He makes this list not for his golf but for his humanity. He’s 23, has a world-class, tennis-playing girlfriend and jets all over the world. Yet, he falls into his father’s arms moments after winning the PGA Championship at Kiawah Island, he admits it when he’s burned out and, all the while, he will make himself available to the media and the public. It’s in those areas that he’s No. 1 – and there is no second place.
If you’re looking for your athletes to show some emotion, then Bubba’s your guy. While winning The Masters with one of the most incredible shots in the game’s history, he cried on his mother’s shoulder after winning the playoff. It was said of Ben Crenshaw that he’d cry at a supermarket opening. While Watson is not in Crenshaw’s class, he’s clearly in second place.

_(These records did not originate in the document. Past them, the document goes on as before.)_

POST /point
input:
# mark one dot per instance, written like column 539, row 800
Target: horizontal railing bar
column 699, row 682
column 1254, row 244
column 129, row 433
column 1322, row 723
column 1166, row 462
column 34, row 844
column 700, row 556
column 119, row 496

Hard to believe that 1) Tiger is 37 and 2) he won three PGA Tour events this year. He spit the bit while in the lead on the weekends of at least two majors in 2012, occasions the old Tiger would have stomped on the competition and turned it to dust. Despite that shortcoming, he still not only moves the needle in golf, he is the needle.
Watching golf in person is the most difficult spectator sport in the world because fans have to chase the action. Combine that with hard-to-walk sand dunes, goofy spectator routing, high tem-peratures with equally high humidity and a two-hour wait for a bus in pouring rain, the spectators at Kiawah Island deserve to have a glass raised on their behalf. Cheers, folks. You’re why we exist.